4 min read

Last Bear Throws in the Towel?

Last Bear Throws in the Towel?
Photo by Hans-Jurgen Mager / Unsplash

There's an old stock market saying that...

A market rally is living on borrowed time "when the last bear finally throws in the towel."

It's a contrarian sort of thing. Just like bull markets are born amid doubt and fear, the seeds of a new bear market (or steep market correction) are planted when greed and complacency reign supreme.

So, what better way to look for the ultimate in greed and complacency than when the last holdout - a popular, high-profile (and stubbornly bearish) market strategist - finally caves to the rising tide of bullish opinion?

From that perspective, the recent capitulation of Morgan Stanley's very bearish (and well-respected) market strategist Mike Wilson - might turn out to be very important indeed.

The Last Bear

Consider the cycle of emotion for investors - and for Wilson - in these headlines over the past 10 months.

October 2022: With the stock market down 36% for the year, Wilson was voted Wall Street's top strategist by institutional investors. He called the 2022 bear market before anyone else and was exactly on target:

January 2023: Wilson was calling for another 20% market decline:

But as that headline circulated across the internet, a funny thing started happening. The market stopped going down:

February 2023: Wilson warned that the market rally - led mostly by a handful of megacap tech stocks - was in the "death zone" but investors kept bidding the market higher anyway:

May, June 2023: Wilson was still sticking to his major bearish thesis, even as the megacap tech stocks helped the Nasdaq and S&P registered 20% gains and headlines about a "new bull market"::

July 25th & August 3rd: With the Nasdaq QQQ's up 46% year-to-date, Wilson finally issued a mea culpa and has begun to "warm" to the market rally!

And perhaps it's no surprise that just as a heavily bearish market strategist was finally converted into a hopeful bull...what happened to the stock market in the past few weeks?

That's right - it's begun to weaken.

Coincidence? Maybe. But then again, in my years as an investor and trader, it's kind of funny how often these coincidences tend to happen.

Market Roadmap

I view the recent weakness as a warning. But it's early in the process. I believe we still have another 6-8 weeks where the market may still try to work its way higher, and perhaps succeed, in anticipation of bullish-sounding events.

For example, the chipmaker Nvidia (NVDA) has been a very important leader of the "megacap rally" these past months.

The whole AI craze was set off when NVDA reported a huge earnings increase in late May - sending the stock 25% higher in a day. The recent Nasdaq weakness has barely dented Nvidia's high-flying stock chart:

We have to keep in mind that NVDA doesn't report its quarterly numbers until late this month. So it wouldn't surprise me to see bullish investors use the market selloff to buy more NVDA shares in anticipation of a bullish "blowout" report.

September Fed Meeting

Lastly, we also have to keep in mind that much of this months-long rally was driven by the idea that the Federal Reserve was probably very close to concluding its "rate hike cycle" that it set in motion in early 2022.

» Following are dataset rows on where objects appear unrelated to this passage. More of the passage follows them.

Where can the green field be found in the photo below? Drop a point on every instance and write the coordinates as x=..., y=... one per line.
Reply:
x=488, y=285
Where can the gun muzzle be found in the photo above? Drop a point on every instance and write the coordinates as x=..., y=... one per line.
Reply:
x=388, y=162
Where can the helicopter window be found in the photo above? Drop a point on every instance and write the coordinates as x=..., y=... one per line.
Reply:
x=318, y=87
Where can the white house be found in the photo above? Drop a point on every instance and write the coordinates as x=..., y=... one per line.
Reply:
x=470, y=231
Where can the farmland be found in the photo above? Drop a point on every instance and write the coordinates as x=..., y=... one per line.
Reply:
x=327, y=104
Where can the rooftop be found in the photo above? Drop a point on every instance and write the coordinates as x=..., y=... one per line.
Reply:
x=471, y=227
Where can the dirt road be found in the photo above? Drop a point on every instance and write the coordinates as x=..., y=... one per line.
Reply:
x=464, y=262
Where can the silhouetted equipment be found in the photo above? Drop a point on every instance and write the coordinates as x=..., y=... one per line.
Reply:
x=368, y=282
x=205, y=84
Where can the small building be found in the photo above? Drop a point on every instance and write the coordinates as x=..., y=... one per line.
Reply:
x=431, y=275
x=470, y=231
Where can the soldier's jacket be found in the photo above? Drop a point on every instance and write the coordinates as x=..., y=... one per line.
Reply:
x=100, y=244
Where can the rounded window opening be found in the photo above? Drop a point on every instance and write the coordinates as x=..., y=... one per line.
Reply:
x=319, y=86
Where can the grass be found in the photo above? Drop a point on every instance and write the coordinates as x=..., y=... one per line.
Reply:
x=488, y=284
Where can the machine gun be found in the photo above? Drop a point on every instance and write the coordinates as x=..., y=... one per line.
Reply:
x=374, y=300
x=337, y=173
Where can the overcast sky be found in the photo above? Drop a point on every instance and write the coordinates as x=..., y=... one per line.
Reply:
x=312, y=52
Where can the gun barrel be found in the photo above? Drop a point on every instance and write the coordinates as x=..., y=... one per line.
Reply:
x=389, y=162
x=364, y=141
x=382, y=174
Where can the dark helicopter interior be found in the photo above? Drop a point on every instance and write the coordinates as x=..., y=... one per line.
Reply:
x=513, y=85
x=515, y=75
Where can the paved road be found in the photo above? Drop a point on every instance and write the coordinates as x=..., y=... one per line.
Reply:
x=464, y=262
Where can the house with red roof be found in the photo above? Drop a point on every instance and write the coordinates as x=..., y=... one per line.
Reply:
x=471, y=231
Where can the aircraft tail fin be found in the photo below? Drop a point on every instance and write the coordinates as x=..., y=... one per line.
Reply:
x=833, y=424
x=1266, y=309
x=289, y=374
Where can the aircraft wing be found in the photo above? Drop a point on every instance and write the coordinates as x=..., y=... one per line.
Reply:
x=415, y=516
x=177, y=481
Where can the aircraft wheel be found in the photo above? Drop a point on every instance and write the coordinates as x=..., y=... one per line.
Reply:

At this point, economists are betting that the next Fed meeting in September 19-20 may result in another "pause" in the hiking cycle. It's also quite possible the central bank could signal that - based on various inflation indicators - it's "done" with raising interest rates entirely.

With that in mind, let's remember that rallies and corrections happen in anticipation of future events.

So if we were looking for a point of maximum optimism - before the delayed effects of the Fed's rate hikes start to have a major impact on the US and global economy - the September meeting, and a declaration of the Fed having vanquished inflation...would be a good place to start.

After all, the last bear has already thrown in the towel and decided to become bullish.